Score-based Diffusion Models

DALMC instantiates ALD along diffusion or convolutional paths, bridging a base distribution to complex high-dimensional data; this enables generative sampling from images or audio with explicit KL error control (Cordero-Encinar et al., 13 Feb 2025, Cattiaux et al., 13 Nov 2025, Kameoka et al., 2020). With Student's $t$ bases, DALMC supports heavy-tailed data. Integration with pretrained score networks underpins practical applications in image synthesis and voice conversion.

Bayesian Inference and Inverse Problems

ALD and its Annealed Langevin Monte Carlo variant are utilized for posterior sampling in high-dimensional linear inverse problems, e.g., compressed sensing, MIMO detection, and imaging, achieving lower symbol or reconstruction error rates and robustness to nonconvexity (Zilberstein et al., 2023, Zilberstein et al., 2022, Zilberstein et al., 2022, Zilberstein et al., 2022).

Optimization via Annealed Sampling

In simulated annealing, ALD and its kinetic versions provide global optimization guarantees for nonconvex objectives under logarithmic cooling schedules, with rates controlled by energetic barrier heights. Mean-field ALD generalizes this to the Wasserstein-gradient flow setting for measures (He et al., 2022, Chizat, 2022, Pareschi, 2024).

6. Extensions, Practical Recommendations, and Open Directions

ALD generalizes naturally to higher-order (underdamped, memory-augmented, or generalized Langevin) dynamics, which empirically and sometimes theoretically accelerate mixing and escape from traps in non-convex, rough, high-dimensional landscapes (Zilberstein et al., 2023, He et al., 2022, Chak et al., 2020). For multimodal and ill-conditioned scenarios, preconditioning is essential to obtain dimension-robust performance (Baldassari et al., 1 Feb 2026).

Practical parameter guidelines include: (i) choosing annealing schedules that keep the path action low (via schedule smoothness and endpoint singularity control); (ii) tuning step size and the number of annealing levels to control discretization bias; (iii) employing preconditioning aligned to local geometry to equalize mixing rates; and (iv) adopting robust or score-learning strategies to mitigate score estimation or initialization errors.

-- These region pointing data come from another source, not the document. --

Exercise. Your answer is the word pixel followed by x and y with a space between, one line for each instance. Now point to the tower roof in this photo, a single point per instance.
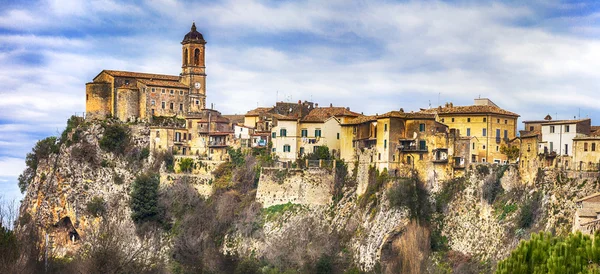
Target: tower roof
pixel 193 36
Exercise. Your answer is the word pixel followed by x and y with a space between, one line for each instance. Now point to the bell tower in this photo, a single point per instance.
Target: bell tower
pixel 193 68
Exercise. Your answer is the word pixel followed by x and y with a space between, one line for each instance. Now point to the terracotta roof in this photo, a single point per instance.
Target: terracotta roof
pixel 258 111
pixel 162 83
pixel 407 115
pixel 284 117
pixel 526 134
pixel 322 114
pixel 474 109
pixel 588 197
pixel 361 119
pixel 118 73
pixel 562 122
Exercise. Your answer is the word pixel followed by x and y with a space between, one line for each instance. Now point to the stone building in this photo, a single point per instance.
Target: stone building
pixel 140 96
pixel 492 126
pixel 174 105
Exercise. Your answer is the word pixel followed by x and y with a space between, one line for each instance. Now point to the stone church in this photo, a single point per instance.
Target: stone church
pixel 175 106
pixel 140 96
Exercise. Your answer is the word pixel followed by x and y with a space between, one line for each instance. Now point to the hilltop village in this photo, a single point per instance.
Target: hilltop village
pixel 436 142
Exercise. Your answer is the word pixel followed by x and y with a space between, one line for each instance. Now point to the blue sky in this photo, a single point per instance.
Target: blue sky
pixel 372 56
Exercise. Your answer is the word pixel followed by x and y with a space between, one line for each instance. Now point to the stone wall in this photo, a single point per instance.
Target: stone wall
pixel 307 187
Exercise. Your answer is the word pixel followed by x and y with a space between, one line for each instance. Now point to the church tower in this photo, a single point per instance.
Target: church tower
pixel 193 68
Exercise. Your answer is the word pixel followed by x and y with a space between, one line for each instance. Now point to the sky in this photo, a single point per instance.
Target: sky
pixel 535 58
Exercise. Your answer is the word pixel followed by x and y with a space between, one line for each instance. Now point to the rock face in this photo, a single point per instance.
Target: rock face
pixel 487 229
pixel 65 183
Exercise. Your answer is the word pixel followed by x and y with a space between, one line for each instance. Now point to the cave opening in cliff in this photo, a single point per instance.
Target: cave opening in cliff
pixel 65 227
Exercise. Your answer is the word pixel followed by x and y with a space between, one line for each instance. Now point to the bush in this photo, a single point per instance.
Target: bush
pixel 144 198
pixel 544 253
pixel 186 165
pixel 115 139
pixel 42 150
pixel 96 207
pixel 411 194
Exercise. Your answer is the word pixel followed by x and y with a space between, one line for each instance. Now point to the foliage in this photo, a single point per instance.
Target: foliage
pixel 115 138
pixel 483 170
pixel 186 165
pixel 544 253
pixel 492 187
pixel 236 156
pixel 529 211
pixel 96 207
pixel 42 150
pixel 411 194
pixel 72 123
pixel 448 192
pixel 511 152
pixel 144 198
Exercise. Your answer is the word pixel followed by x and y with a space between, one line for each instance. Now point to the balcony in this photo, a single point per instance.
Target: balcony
pixel 413 148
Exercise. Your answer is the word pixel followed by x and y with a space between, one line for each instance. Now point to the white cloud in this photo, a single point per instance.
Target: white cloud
pixel 11 167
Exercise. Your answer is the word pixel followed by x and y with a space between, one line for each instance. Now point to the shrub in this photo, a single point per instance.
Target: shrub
pixel 42 150
pixel 144 198
pixel 544 253
pixel 186 165
pixel 115 138
pixel 96 207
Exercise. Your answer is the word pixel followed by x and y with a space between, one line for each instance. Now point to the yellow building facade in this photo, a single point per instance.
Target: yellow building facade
pixel 492 126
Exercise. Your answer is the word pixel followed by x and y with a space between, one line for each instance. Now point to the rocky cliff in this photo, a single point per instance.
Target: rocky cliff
pixel 480 217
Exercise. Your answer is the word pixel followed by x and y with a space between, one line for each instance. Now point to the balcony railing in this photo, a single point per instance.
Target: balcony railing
pixel 217 144
pixel 412 148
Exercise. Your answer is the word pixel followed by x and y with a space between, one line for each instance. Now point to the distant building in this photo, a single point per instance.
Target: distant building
pixel 492 126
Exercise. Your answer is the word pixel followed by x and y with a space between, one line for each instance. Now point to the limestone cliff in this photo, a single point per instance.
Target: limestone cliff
pixel 482 215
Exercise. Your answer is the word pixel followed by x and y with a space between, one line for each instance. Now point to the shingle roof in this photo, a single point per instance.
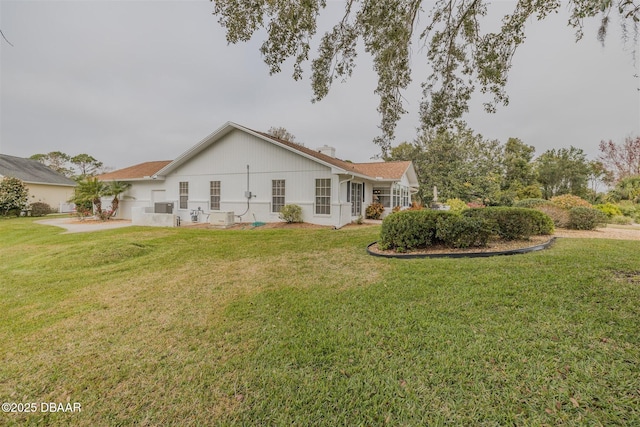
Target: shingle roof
pixel 385 170
pixel 138 171
pixel 378 170
pixel 31 171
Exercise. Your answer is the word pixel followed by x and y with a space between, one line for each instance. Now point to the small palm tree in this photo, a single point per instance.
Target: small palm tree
pixel 90 190
pixel 115 188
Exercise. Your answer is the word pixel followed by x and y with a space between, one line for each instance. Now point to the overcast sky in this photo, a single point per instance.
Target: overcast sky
pixel 135 81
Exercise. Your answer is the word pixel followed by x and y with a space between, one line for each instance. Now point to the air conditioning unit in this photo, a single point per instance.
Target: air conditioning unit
pixel 163 207
pixel 222 219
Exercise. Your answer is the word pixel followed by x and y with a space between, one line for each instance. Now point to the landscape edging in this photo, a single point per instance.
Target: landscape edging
pixel 464 255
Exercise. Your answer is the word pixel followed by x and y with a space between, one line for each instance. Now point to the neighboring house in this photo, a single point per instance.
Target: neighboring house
pixel 44 185
pixel 252 174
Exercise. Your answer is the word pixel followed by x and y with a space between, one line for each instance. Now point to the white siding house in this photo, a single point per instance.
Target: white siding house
pixel 249 173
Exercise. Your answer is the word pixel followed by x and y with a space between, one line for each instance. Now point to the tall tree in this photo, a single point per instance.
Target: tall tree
pixel 519 181
pixel 461 55
pixel 458 162
pixel 56 160
pixel 86 165
pixel 281 133
pixel 90 190
pixel 563 171
pixel 115 189
pixel 622 160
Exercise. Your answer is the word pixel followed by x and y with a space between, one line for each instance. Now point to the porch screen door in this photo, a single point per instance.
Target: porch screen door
pixel 356 199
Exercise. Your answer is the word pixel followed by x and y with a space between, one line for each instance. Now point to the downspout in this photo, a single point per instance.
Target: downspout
pixel 248 195
pixel 340 201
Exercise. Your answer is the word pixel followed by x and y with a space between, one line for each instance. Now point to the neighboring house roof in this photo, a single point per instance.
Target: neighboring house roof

Open research questions include: tightening the dependence on $\varepsilon$ (e.g., reducing exponent $6$); constructing optimal or adaptive paths that minimize action; extending theory to non-smooth or heavy-tailed potentials; and proving matching lower bounds that establish the near-optimality of the ALD framework (Guo et al., 2024, Baldassari et al., 1 Feb 2026).

7. Comparison with Standard Methods and Limitations

ALD offers rigorous complexity and convergence guarantees where standard LMC either fails to mix or requires restrictive functional inequalities (e.g., LSI). For multimodal, non-log-concave targets, ALD both empirically and theoretically surpasses LMC, with only finite moment and smoothness assumptions, and with bias or oracle complexity controlled by geometric properties of the chosen interpolation path.

However, the cost is polynomial in dimension, smoothness, and inverse error but with relatively high exponents in $\varepsilon$ ; moreover, the path action $\mathcal A$ can be large if modes are widely separated. The need for closed-form or efficiently computable intermediate path scores at each annealing level is also a limitation in certain models or data settings (Guo et al., 2024, Baldassari et al., 1 Feb 2026, Cordero-Encinar et al., 13 Feb 2025).

In summary, Annealed Langevin Dynamics offers a general, theoretically principled, and practically effective framework for sampling, inference, and global optimization in high-dimensional, nonconvex, and multimodal scenarios, with a rich structure admitting accelerated, preconditioned, and learned extensions (Guo et al., 2024, Baldassari et al., 1 Feb 2026, Cordero-Encinar et al., 13 Feb 2025, Cattiaux et al., 13 Nov 2025).